Question

How does carbon \[14\] decay?

Answer 1

Hint:‌As we know that the Carbon \[14\] is a highly unstable and radioactive isotope of carbon and it is normally written as $_6^{14}C$, created by the collision of a neutron with the nuclei of nitrogen in air and it possess six protons and eight neutrons. It generally emits a beta particle and nitrogen \[14\].


Complete answer:
As we already know that the carbon actually exists in three forms. Two of them are stable and non-radioactive isotopes which are ${}^{12}C$ and ${}^{13}C$ and one is an isotope of carbon which is carbon \[14\] represented as $_6^{14}C$ and it is highly unstable and a radioactive isotope which is generally formed as a result of reaction between a neutron and nitrogen \[14\] resulting into the formation of carbon \[14\] and a proton which can be shown as below:
$n + {}_7^{14}N \to {}_6^{14}C + p$
As it is created, it can be destroyed also. The carbon \[14\] decays by emitting beta particles and gives nitrogen which is shown by the help of a chemical equation as below:
${}_6^{14}C \to {}_7^{14}N + \beta - particle({e^ - })$
When the beta particle is emitted that mean an electron is released and an electron antineutrino which is one of the neutrons in the carbon \[14\] nucleus is changed into a proton thereby resulting in the stable and non-radioactive isotope of nitrogen \[14\] from the carbon \[14\] nucleus.
Therefore, the correct answer is that the carbon \[14\] decays by emitting beta particles.

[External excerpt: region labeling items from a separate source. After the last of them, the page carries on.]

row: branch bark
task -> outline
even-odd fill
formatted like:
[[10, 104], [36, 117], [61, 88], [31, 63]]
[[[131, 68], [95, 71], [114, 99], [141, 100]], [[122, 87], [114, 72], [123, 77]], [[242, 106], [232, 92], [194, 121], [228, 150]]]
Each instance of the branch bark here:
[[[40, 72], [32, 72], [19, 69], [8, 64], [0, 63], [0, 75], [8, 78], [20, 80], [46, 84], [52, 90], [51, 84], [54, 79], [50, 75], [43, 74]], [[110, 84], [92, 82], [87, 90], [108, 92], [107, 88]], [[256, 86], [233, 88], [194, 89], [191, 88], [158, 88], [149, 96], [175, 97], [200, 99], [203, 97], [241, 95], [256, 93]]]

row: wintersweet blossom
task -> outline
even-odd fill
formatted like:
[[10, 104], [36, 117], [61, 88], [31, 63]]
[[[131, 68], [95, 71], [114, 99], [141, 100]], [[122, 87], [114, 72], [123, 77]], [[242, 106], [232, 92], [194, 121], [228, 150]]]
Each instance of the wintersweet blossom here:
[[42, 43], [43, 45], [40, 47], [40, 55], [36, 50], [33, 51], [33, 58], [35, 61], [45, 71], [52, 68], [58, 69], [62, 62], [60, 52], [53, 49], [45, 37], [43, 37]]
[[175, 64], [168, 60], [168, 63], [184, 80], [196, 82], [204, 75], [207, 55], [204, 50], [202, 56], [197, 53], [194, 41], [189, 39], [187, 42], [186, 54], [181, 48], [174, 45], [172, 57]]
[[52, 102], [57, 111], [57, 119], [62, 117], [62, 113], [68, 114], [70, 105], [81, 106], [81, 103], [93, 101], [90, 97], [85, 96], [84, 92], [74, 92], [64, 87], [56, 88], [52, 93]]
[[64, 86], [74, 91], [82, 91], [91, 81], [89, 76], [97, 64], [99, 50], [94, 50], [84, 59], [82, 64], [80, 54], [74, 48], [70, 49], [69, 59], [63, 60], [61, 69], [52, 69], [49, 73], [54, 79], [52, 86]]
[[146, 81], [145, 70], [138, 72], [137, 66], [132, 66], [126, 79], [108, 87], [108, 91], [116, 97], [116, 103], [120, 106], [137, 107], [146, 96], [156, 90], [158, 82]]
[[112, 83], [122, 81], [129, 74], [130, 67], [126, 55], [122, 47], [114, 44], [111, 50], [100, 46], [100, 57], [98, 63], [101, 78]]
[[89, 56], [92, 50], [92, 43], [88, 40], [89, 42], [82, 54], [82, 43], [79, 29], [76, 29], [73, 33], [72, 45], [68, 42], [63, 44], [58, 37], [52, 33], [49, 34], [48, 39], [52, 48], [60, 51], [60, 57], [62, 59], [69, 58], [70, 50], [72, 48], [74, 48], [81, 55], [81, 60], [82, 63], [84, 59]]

Note:always remember that the carbon \[14\] which is found in nature can be regenerated by cosmic rays hitting the atmosphere resulting in creation of atoms of carbon \[14\] while colliding with the nuclei in the upper atmosphere and liberates neutrons which interacts with the nitrogen present in air. Similarly when it decays it given off the antineutron and nitrogen \[14\]. Carbon \[14\] can be used as a radioactive marker.